The following image shows a point dataset sorted by a Quadtree algorithm. The black points are the actual dataset, while the boxes are the bounding boxes of the index. Note that none of the bounding boxes overlap. The left image shows the spatial representation of the index. The right image shows the hierarchical relationship of a typical index which is how spatial software sees the index and data. This structure allows a spatial search algorithm to quickly eliminate possibilities when trying to locate one or more points in relation to some other set of features.
R-tree index
R-tree indexes are more sophisticated than Quadtrees. R-trees are designed to handle three-dimensional data and are optimized to store the index in a way that is compatible with the way databases use disk space and memory. Nearby objects are grouped together using any algorithm from a variety of spatial algorithms. All objects in a group are bounded by a minimum rectangle. These rectangles are aggregated into hierarchical nodes that are balanced at each level. Unlike a Quadtree, the bounding boxes of an R-tree may overlap across nodes. Due to the relative complexity and database-oriented structure, R-trees are most commonly found in spatial databases as opposed to file-based formats.

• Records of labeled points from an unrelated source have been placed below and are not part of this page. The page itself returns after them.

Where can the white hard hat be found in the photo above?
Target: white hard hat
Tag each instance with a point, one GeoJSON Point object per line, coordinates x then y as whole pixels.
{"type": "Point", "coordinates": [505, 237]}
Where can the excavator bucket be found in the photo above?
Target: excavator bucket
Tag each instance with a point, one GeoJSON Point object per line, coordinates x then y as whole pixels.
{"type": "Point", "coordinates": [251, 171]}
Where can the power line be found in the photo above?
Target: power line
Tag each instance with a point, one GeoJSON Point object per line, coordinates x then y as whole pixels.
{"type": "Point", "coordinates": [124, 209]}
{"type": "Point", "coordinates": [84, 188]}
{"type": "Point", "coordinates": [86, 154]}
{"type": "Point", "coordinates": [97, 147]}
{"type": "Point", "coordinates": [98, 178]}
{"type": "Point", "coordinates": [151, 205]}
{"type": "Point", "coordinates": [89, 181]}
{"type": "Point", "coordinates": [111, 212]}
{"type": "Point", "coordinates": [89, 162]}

The following diagram from R-tree for a two-dimensional point dataset:
Grids
Spatial indexes also often employ the concept of an integer grid. Geospatial coordinates are usually floating point decimal numbers with anywhere from 2 to 16 decimal places. Performing comparisons on floating point numbers is far more computationally expensive than working with integers. Indexed searching is about first eliminating possibilities that don't require precision. Most spatial indexing algorithms, therefore, map floating point coordinates to a fixed-sized integer grid. On searching for a particular feature, the software can use more efficient integer comparisons rather than working with floating point numbers. Once the results are narrowed down, the software can access the full resolution data.
Grid sizes can be as small as 256 by 256 for simple file formats or can be as large as three million by three million in large geospatial databases designed to incorporate every known coordinate system and possible resolution. The integer mapping technique is very similar to the rendering technique that is used to plot data on a graphics canvas in mapping programs. The SimpleGIS script in Chapter 1, Learning Geospatial Analysis with Python, also uses this technique to render points and polygons using the built-in Python turtle graphics engine.